The sound of music and laughter echoed into every corner of the corridors leading to the most opulent hall in all the Paayasian kingdoms. Inside, the air was heavy and sweet with the scent of floral incense. Dancers swirled in the center of the room, their movements framed by the kingdom's highest-ranking officials. The ministers sat in a strict hierarchy, ranging from the most powerful at the foot of the throne down to the youngest officials near the stairwell.
Amidst the rhythmic clinging of wine cups, the jingling bells on the dancers' waists, and the low hum of muttering voices, King Es Ke sat upon his throne, basking in the celebration of his thirtieth birthday. His eyes drifted across the bright, smiling faces of the performers, a look of serene satisfaction on his face.
History might suggest that his reign had accomplished little, and many whispered that he lacked the capabilities of a great ruler. But those critics failed to see the ruthless, decisive nature of the man, or the immense wealth he continued to pour into the kingdom's coffers. Es Ke knew his decisions were often harsh, yet he lived by the ancient wisdom: "If you dare not walk into the tiger's den, how can you hope to capture the cubs?"
When the Hmagol had sent an Alhu to demand he refrain from attacking Pojin, Es Ke had deliberately stepped onto the wolf's tail. To him, it was the only way to know for certain just how hard a wolf would bite. With a slow, confident smile, he raised his golden cup and sipped. The taste of the deep rice wine slightly burned the tip of his tongue—a sharp, fleeting heat—completely unaware that the wolf had already torn through his gates and was at his throat.
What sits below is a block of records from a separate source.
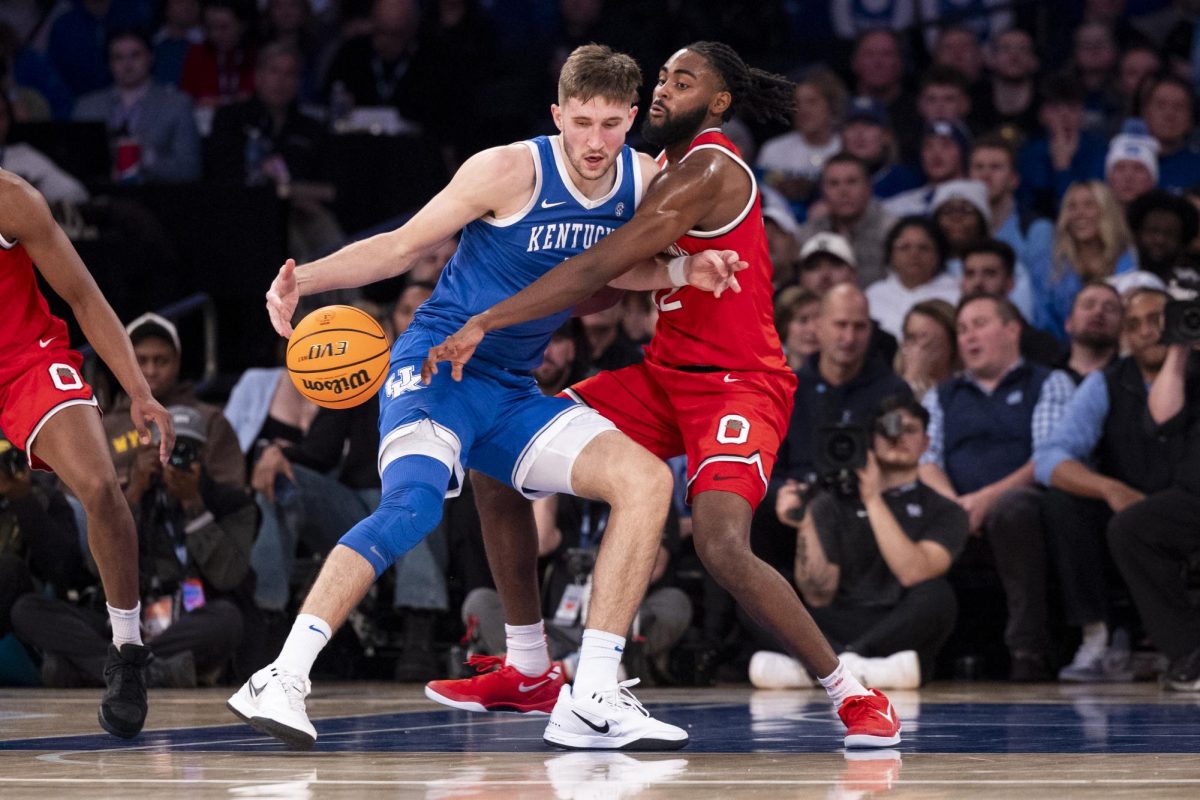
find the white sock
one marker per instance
(527, 651)
(1096, 638)
(126, 625)
(307, 637)
(841, 684)
(599, 660)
The dancers had just begun to retreat toward the musicians, and the ministers were rising to offer their birthday congratulations, when a soldier burst into the room. He was panting, his face pale, clutching a piece of white cloth smeared with dark, drying blood.
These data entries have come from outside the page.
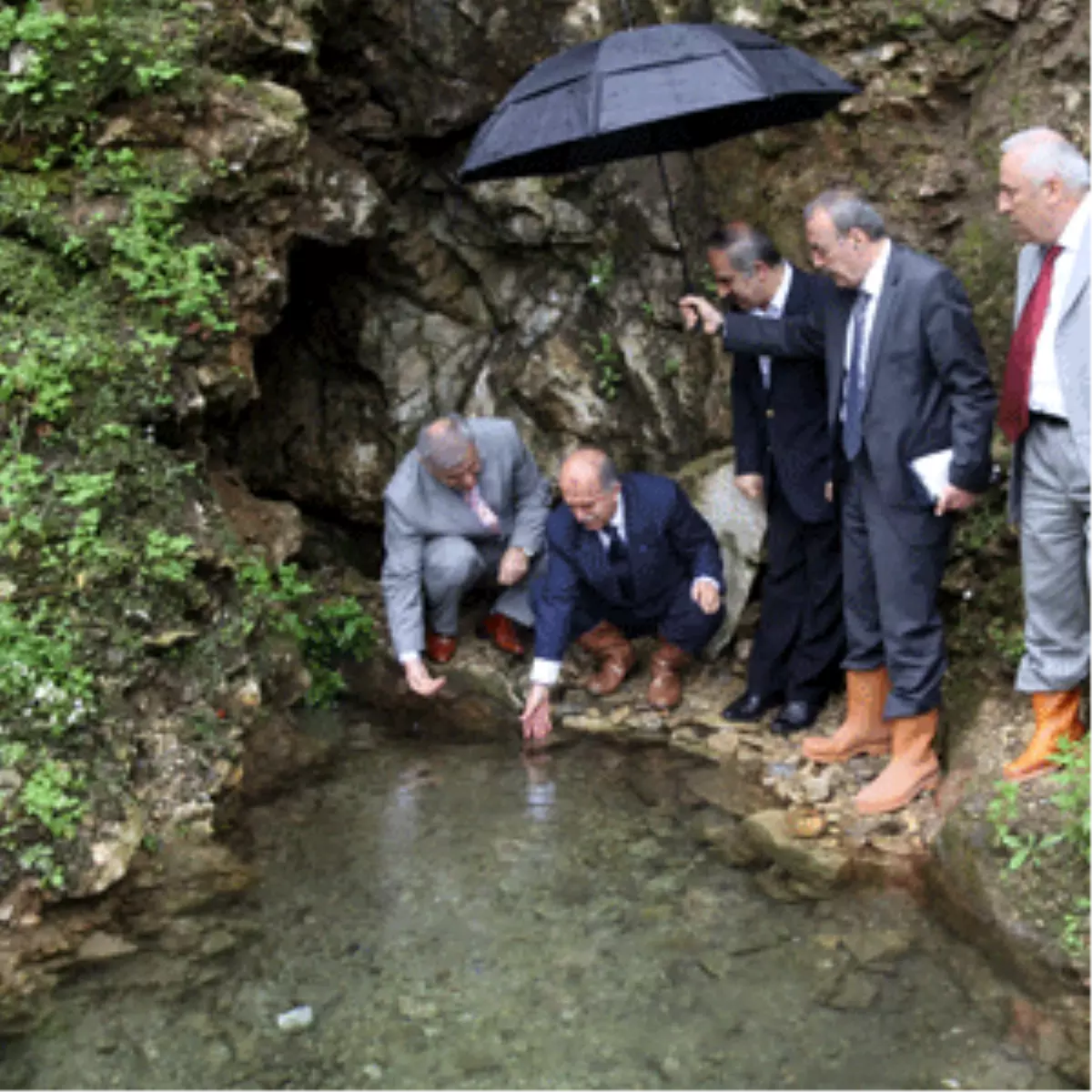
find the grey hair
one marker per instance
(1047, 154)
(847, 210)
(443, 443)
(745, 246)
(609, 474)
A collective gasp rippled through the hall. In Payapsa, the combination was an omen of the grave: white was the color of the shroud offered for ritual suicide, and red was the color of a violent end. To see both in the royal court on the King's birthday was a curse made manifest.
The soldier fell to his knees, trembling as he held the fabric aloft with both hands. "Your Majesty... General Phia sends this for your decision."
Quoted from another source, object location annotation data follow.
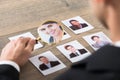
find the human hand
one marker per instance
(18, 50)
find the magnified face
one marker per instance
(50, 29)
(71, 49)
(75, 23)
(50, 32)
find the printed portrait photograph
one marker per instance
(27, 34)
(77, 24)
(74, 51)
(97, 40)
(52, 32)
(47, 63)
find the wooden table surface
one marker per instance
(20, 16)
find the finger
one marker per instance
(30, 45)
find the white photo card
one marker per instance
(47, 63)
(74, 51)
(77, 25)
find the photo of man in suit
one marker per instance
(77, 25)
(51, 32)
(98, 42)
(46, 64)
(74, 52)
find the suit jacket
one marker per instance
(8, 72)
(102, 65)
(52, 63)
(82, 51)
(76, 28)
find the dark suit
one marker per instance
(52, 63)
(82, 51)
(8, 72)
(102, 65)
(76, 27)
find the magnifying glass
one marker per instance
(50, 32)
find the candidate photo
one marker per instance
(74, 51)
(46, 63)
(77, 24)
(97, 40)
(51, 32)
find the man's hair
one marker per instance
(67, 46)
(51, 22)
(94, 37)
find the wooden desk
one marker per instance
(64, 10)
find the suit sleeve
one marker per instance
(8, 72)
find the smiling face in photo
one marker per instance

Es Ke scoffed, his gaze cold. "Does Phia not know that sending red and white to a King on his birthday is a request for his own execution?"
The soldier kept his head bowed. "This is not from General Phia, Your Majesty. It is from the Hmagol Eastern General."
The room went deathly silent.
"The fabric arrived with twenty rafts filled with our dead," the soldier whispered. "Captain Nhia and Captain Daiji are among them."
"Oh?" Es Ke raised his golden cup, taking a slow, deliberate sip. "And what does this 'female general' want?"
"The message says: Kark City is lost. The Hmagol Eastern General comes to claim the one hundredth step promised. Release the captured captain, or face the rubble."
Es Ke looked at the bloody cloth, then at his silent subjects. "Yia, send a scout to confirm if Kark is truly lost. You will take twenty thousand men to Ngabo in ten days." He set his cup onto a maid's golden tray with a sharp clack. "If she truly killed my best captains, why should I return her prisoner? Tell Phia: if she refuses to retreat to Pojin, kill the captured Magoli captain in front of her eyes."
"Yes, Your Majesty," the soldier stammered, backing away.
"Now," Es Ke commanded, his voice smooth as silk, "let the dancers continue."
The music resumed, traveling through the corridors and hallways, but the sweetness was gone. To the ministers sitting in the shadows, the lively tune felt like a dirge. They knew that if Kark had fallen, Ngabo was next—and their own homes would be the next to burn.
Miles away, the music of the court was incomparable to the thunder of the South Gate. The Magoli battering ram finally burst through the wood and iron, the soldiers moving aside as archers poured a storm of arrows into the barbican. The air was a crossfire of steel; unlucky civilians were cut down alongside the soldiers, their screams lost in the roar of the breach.
"Cut that rope!" Nib bellowed, his sword a blur as he knocked four arrows from the air.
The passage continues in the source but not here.